Zhang, a fourth year graduate student with degrees in economics (high honors) and legal studies from UC Berkeley, studies the emergence of international currencies and how dollarization, or adoption of a foreign currency by local citizens, impacts domestic economies.  She has developed an economic model that could be used by policy-makers to determine whether dollarization or continued use of a native, national currency is most conducive to a country’s welfare and stability.

Using historical experiences in Russia and several Latin American countries as case studies, Zhang finds currency substitution occurs in response to high inflation, but persists despite future stabilization. Her model shows that, though difficult, dollarization may be reversible through implementation of a simple government transaction policy that limits the use of foreign currency for payments.

"The model implies that small changes in economic fundamentals can induce a sizable regime shift where the economy’s payment system changes permanently,” she says. “This finding suggests that the current status of the dollar as the premier global currency cannot be taken for granted."

Her findings are especially relevant in terms of the current currency union crisis in Europe, says Guillaume Rocheteau, economics professor and one of Zhang’s advisors. 

“Cathy’s work can explain the effect of inflation on exchange rate arrangements and why some arrangements are persistent even though they are socially inefficient,” he says. “Cathy is one of our very top students, and her research on liquidity in multi-currency economies is exciting and bound to have a big impact.”

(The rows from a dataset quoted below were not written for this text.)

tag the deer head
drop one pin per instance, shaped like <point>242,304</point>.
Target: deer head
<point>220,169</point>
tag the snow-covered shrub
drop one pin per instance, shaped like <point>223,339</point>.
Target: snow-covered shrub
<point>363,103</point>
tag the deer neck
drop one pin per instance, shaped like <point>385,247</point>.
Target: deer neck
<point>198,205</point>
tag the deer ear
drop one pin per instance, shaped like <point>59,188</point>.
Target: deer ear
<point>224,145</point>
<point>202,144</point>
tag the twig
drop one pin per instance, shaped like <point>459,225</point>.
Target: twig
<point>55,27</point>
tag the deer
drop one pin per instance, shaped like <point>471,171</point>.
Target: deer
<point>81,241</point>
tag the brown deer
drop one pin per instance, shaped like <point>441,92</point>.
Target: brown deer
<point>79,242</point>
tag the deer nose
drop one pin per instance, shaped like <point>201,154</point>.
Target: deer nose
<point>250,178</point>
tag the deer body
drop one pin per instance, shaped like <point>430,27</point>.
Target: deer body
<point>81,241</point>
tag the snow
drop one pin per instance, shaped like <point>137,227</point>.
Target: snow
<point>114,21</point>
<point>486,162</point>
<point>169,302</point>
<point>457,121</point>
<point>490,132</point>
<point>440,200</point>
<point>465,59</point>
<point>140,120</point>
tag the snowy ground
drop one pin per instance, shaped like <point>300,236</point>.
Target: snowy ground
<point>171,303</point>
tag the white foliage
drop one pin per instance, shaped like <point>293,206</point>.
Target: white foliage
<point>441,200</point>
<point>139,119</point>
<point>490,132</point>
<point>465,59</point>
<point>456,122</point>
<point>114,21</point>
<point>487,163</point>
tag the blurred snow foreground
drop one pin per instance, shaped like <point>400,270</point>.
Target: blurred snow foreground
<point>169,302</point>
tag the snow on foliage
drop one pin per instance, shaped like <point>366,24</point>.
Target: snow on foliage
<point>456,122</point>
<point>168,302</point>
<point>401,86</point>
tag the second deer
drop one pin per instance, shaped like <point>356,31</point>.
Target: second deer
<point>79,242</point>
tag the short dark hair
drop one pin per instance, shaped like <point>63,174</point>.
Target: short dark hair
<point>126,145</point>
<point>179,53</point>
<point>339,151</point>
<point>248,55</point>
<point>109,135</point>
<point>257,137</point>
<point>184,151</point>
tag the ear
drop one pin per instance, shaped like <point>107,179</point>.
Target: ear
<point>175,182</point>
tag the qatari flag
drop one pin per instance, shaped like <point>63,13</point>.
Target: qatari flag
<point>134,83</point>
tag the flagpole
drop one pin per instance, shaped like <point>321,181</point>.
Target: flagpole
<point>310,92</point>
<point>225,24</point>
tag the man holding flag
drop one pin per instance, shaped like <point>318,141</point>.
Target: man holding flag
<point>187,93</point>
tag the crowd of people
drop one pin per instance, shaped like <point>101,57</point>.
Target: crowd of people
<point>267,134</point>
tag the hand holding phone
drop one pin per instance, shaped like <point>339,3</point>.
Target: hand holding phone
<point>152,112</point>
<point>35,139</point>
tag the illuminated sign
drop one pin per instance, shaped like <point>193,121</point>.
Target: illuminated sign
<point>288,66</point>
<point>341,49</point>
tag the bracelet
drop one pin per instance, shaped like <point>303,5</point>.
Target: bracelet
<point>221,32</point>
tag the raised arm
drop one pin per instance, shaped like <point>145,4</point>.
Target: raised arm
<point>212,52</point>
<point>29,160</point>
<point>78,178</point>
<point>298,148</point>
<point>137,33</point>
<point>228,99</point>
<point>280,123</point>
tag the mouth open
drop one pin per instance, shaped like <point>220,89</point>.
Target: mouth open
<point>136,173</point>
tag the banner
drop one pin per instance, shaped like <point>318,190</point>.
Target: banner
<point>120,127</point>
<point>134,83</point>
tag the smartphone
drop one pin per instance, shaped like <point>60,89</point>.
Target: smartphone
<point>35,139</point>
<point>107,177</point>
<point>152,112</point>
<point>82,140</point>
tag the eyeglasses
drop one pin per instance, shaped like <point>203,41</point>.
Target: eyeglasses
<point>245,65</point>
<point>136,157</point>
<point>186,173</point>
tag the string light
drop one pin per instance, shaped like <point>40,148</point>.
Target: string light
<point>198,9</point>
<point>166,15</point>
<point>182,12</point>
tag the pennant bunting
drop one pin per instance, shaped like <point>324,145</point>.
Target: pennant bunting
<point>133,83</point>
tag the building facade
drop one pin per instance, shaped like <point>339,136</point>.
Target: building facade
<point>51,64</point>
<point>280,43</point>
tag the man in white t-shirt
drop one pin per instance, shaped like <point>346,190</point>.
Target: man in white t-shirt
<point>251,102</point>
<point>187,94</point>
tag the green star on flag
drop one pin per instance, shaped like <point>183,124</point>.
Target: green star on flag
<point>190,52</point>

Zhang is also studying how adaptive learning impacts business cycle fluctuations, research which may help policy makers understand how their actions today affect the future.

“Cathy’s research has shown that economic decisions are not as sensitive to news as most economists would assume,” says William Branch, economics associate professor who is also a graduate advisor of Zhang’s.   “Her research has implications for many policy decisions that implicitly assume that any news about future policy changes will immediately impact people's spending and working decisions today.”

She has presented her findings at the Western Economic Association International Annual Conference in San Diego and she will be a presenter at the 2012 American Economic Association ASSA Annual Meetings in Chicago.  This fall, she is a visiting scholar at Monash University in Melbourne, Australia. 

Zhang is the sixth student to receive the Kassouf Fellowship since its founding in 2006.